Nairobi -- 19 January 2007
Tutu to attend Nairobi jamboree
NAIROBI African rights champions such as clergyman Desmond Tutu and environmentalist Wangari Maathai will join thousands of fellow campaigners when the continent hosts a global anticapitalist jamboree for the first time this weekend.
Organisers predict more than 80000 people will descend on Kenya’s self-declared “Green City In The Sun” Nairobi to campaign over trade, poverty, war and the environment at the seventh annual World Social Forum.
The forum, attended in the past by left-wing leaders such as Venezuela’s Hugo Chavez and Brazil’s Luiz Inacio Lula da Silva, began in 2001 as a counter- balance to the annual gathering of business and government leaders in Davos, Switzerland.
Problems afflicting the world’s poorest continent, Africa, are sure to top the agenda of the six-day meeting from tomorrow.
The meeting kicks off with an antipoverty march from Nairobi’s Kibera slum home to about 800000 people and one of the biggest shantytowns in Africa to Uhuru Park, named after the Swahili word for freedom when British rule ended in Kenya.
Some of the participants were due to drive to Kenya in buses, vans and cars originating from places as far as Cape Town and Lusaka, Zambia.
The main events will centre on the Kasarani sports complex in the outskirts of Nairobi, also named the Moi International Sports Centre for Kenya’s previous president, Daniel arap Moi, whose 24-year rule ended in 2002.
Edward Oyugi, a member of the organising committee, said the event was intended to stimulate challenges to the world’s capitalist social order.
“At the end of the forum, there will be more people questioning why we have adopted a market-driven economy, why we don’t challenge debt and say it should be repudiated,” said Oyugi, who heads a Kenyan nongovernmental organisation.
While no heads of state are due this year, Tutu and Maathai, both Nobel laureates, will provide some star turn.

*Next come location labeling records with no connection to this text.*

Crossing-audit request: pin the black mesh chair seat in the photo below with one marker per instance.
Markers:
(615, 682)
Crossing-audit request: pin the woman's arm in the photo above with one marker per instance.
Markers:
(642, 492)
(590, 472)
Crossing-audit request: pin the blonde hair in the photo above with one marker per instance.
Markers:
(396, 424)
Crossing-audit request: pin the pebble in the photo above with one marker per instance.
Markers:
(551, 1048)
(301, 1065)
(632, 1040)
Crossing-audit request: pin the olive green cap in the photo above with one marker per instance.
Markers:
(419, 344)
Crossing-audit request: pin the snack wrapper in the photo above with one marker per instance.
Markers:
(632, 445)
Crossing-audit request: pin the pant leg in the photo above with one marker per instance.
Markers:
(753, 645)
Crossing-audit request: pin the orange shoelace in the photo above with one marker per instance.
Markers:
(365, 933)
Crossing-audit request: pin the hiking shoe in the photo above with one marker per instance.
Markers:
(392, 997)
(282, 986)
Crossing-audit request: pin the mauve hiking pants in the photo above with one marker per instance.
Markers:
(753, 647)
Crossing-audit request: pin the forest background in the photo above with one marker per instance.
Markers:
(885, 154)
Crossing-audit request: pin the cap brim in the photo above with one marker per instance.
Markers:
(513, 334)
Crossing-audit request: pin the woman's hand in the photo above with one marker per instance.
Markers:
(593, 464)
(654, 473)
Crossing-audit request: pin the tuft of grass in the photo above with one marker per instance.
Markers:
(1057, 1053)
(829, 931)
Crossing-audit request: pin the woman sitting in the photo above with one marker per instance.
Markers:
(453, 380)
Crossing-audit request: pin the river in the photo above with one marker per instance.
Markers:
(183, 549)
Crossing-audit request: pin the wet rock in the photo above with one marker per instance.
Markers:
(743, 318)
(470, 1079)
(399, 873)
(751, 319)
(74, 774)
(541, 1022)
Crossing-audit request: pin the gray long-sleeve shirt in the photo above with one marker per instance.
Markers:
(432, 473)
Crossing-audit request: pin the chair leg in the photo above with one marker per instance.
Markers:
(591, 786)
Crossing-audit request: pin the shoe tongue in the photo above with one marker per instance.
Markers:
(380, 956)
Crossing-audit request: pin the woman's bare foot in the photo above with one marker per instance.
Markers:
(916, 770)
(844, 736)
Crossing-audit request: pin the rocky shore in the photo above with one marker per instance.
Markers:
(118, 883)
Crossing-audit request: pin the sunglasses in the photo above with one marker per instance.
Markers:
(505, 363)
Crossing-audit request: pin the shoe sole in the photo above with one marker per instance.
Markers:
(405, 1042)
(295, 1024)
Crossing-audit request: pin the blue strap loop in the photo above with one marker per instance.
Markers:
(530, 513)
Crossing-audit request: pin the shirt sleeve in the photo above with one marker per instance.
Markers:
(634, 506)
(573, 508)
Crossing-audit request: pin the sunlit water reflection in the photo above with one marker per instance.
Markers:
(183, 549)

The world forum, which began in Porto Alegre in Brazil, comes this year just days before the World Economic Forum in the Alpine resort of Davos from January 27. Stalled global trade talks will be a key theme there.
Activists say fairer trade rules, including an end to first world farm subsidies and fewer tariffs for third world goods, are key to combating poverty in Africa and elsewhere.
During last year’s World Social Forum in Venezuela, thousands led by firebrand Chavez marched against US “imperialism” and the Iraq war. Organisers of the Nairobi event predict similar protests over debt and poverty.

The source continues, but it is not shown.